Haglund, David G. International Journal59.3 (Summer 2004): 479-502

 Abstrak (ringkasan)
Be that as it may, the debate between enthusiasts of Verstehen and advocates of Erklaren is an old one in the history of ideas, with echoes going back far longer than a century, and detectable even today in the manner in which the concept, strategic culture, gets used. Erklaren is associated with a Galilean approach to causal explanation in science (as in, "this took place because that did"), while Verstehen makes appeal to an Aristotelian approach, stressing teleological accounts (as in, "this happened so that that should occur"). But it was only in the late nineteenth century that the social sciences experienced their own "great awakening," with the emergence of a "positivism" displaying clear affinities to the Galilean tradition. Opposed to this would surface an antipositivism, a philosophy of science at times labelled "idealism," but one that would be better remembered as "hermeneutics." It was the German philosopher Johann Gustav Droysen who coined the distinction between Verstehen and Erklaren, with the former being said (by him) to be the method of the historical sciences, and the latter that of the natural sciences.(27)

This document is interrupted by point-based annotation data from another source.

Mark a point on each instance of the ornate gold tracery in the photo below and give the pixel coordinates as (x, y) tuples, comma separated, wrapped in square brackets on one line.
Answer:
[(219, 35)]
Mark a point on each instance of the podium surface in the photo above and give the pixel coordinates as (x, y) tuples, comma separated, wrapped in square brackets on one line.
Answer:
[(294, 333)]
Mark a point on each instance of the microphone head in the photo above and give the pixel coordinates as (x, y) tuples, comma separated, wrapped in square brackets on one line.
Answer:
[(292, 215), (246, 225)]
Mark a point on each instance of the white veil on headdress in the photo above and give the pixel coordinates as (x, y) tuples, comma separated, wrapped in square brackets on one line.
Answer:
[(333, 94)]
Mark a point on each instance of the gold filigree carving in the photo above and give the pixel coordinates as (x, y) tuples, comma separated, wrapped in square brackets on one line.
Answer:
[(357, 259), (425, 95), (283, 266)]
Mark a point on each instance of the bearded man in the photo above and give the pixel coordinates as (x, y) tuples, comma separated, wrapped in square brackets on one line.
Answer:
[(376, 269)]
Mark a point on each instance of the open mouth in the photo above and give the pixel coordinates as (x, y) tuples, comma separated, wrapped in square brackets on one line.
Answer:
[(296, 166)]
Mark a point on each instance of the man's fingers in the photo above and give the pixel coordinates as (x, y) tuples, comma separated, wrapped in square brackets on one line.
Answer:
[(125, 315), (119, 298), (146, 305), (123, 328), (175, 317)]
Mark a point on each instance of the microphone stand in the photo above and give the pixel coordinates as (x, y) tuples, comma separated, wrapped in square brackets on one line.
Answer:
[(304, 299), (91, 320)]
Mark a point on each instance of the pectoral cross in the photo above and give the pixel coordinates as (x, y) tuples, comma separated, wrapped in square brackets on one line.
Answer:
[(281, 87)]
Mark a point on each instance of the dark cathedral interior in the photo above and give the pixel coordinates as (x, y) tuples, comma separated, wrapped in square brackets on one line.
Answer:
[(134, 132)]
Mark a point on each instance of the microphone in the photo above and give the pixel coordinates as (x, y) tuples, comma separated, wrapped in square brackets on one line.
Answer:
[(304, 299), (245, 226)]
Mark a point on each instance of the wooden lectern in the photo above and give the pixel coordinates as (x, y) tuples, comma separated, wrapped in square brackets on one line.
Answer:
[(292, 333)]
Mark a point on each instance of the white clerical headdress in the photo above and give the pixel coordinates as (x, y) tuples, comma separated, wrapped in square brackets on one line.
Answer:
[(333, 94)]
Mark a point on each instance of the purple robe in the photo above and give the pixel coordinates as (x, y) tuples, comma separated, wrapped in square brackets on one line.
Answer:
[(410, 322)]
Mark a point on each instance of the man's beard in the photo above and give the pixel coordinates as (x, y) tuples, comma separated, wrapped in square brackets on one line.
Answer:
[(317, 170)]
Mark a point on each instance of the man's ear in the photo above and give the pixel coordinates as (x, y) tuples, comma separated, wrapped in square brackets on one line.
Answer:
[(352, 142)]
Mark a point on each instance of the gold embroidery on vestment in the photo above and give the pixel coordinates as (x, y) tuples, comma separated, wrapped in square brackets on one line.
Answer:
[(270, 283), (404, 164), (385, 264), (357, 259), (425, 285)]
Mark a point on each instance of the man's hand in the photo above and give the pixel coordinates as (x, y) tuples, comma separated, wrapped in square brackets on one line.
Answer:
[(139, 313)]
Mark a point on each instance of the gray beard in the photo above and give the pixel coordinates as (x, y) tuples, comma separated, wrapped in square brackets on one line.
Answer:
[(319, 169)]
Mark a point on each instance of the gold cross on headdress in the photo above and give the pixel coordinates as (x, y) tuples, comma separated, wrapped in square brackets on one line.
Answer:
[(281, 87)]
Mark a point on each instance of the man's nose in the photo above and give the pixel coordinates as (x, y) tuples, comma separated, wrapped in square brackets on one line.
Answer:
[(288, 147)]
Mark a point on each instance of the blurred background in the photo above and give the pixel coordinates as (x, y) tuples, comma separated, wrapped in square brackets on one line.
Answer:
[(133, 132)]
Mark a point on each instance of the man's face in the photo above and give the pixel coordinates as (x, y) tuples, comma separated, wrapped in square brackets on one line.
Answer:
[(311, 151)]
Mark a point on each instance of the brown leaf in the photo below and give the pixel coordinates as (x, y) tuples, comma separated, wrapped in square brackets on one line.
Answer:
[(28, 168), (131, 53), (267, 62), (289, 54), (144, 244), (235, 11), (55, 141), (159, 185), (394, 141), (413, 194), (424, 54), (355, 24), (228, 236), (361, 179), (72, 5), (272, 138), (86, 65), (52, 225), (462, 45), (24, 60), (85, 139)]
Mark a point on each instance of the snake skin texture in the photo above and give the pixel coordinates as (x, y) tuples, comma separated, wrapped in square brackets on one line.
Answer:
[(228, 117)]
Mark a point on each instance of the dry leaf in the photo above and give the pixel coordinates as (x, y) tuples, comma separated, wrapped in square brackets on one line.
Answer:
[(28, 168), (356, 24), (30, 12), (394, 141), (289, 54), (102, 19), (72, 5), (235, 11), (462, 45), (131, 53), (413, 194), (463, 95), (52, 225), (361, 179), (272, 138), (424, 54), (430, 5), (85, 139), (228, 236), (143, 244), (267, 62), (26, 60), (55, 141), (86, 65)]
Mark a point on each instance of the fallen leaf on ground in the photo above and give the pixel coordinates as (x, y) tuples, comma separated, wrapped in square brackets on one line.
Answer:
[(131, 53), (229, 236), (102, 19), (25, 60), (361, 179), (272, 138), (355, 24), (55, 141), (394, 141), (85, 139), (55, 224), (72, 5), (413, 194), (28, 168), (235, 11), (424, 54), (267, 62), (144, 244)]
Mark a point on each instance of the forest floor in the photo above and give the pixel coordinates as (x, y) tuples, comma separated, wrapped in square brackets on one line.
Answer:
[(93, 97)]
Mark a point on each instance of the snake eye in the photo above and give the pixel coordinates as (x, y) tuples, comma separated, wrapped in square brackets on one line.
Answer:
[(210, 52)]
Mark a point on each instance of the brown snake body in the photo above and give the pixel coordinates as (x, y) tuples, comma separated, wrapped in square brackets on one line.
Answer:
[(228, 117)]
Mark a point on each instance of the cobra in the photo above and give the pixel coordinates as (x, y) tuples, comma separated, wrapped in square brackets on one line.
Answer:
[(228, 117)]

By the very same token, [Colin S. Gray] is right to object to the dismissal of realists as "acultural, ahistorical" automatons. It is ironic enough to find constructivist tents pitched inside positivist epistemological campgrounds; even more ironic is the discovery of realists grazing in the pastures of interpretivism. For what else can this variety of realist be said to be doing when state action is ascribed to endogenous, identity-derived categories, rather than deduced from assessments of a systemic structure revealed through relative capability? Adrian Hyde-Price and Lisbeth Aggestam are on the mark when they note that realists of a non-structural kidney have been enjoying "a renewed burst of life, particularly as the limitations of Waltzian parsimony become ever clearer."(38) Some have seen fit to label this more reflective theoretical orientation "neoclassical" realism.(39) It is usually a bad idea to attach the prefix "neo-" to otherwise serviceable concepts, as witnessed by the tortured semantic career of "neorealism," which not only never was required as a means of conveying the meaning amply supplied by "structural" realism, but which completely reversed the original sense some did propose to attach to the "neorealism" that first appeared on the scene in the early 1980s, as an inventory of the accoutrements of sound policy in an era of "complex interdependence"--i.e., an inventory that denied the utility of an aggregate construe of power!(40)
It is, of course, one thing to invoke path dependence as the mechanism by which history can be said to continue to matter in the shaping of foreign (including security) policy, for instance in the general, and common-sensical, observation that choices made long in the past can go on limiting policy options in the future.(47) Yet it is quite another thing actually to tease out, or "trace,"(48) the process(es) by which path dependence manages to yield the context called strategic culture. Strategic culturalists exploring the behavioural component of context will find themselves being drawn ever closer to historical sociology, and will as a result have to come to grips with concepts closely related to path dependence. Among these latter, two stand out: temporal sequencing, and contingency. For path dependence cannot mean sensitive dependence upon "initial conditions;" rather, it must suggest a break point after which the ability of those initial conditions to shape the future altered substantially.(49) Some will label that break point "contingency," by which they will mean the development required to have set in train a new inertia, one in which the "path" led either to the efficient reproduction of cooperation (sometimes called "self-reinforcing sequences") or the reverse, the efficient reproduction of conflict and discord (called "reactive sequences").(50) Which it is to be, and why, can be expected to provide work for strategic culturalists who take their concept to mean the "context" revealed by behaviour, and who understand strategic culture as virtually indistinguishable from a country's historical record.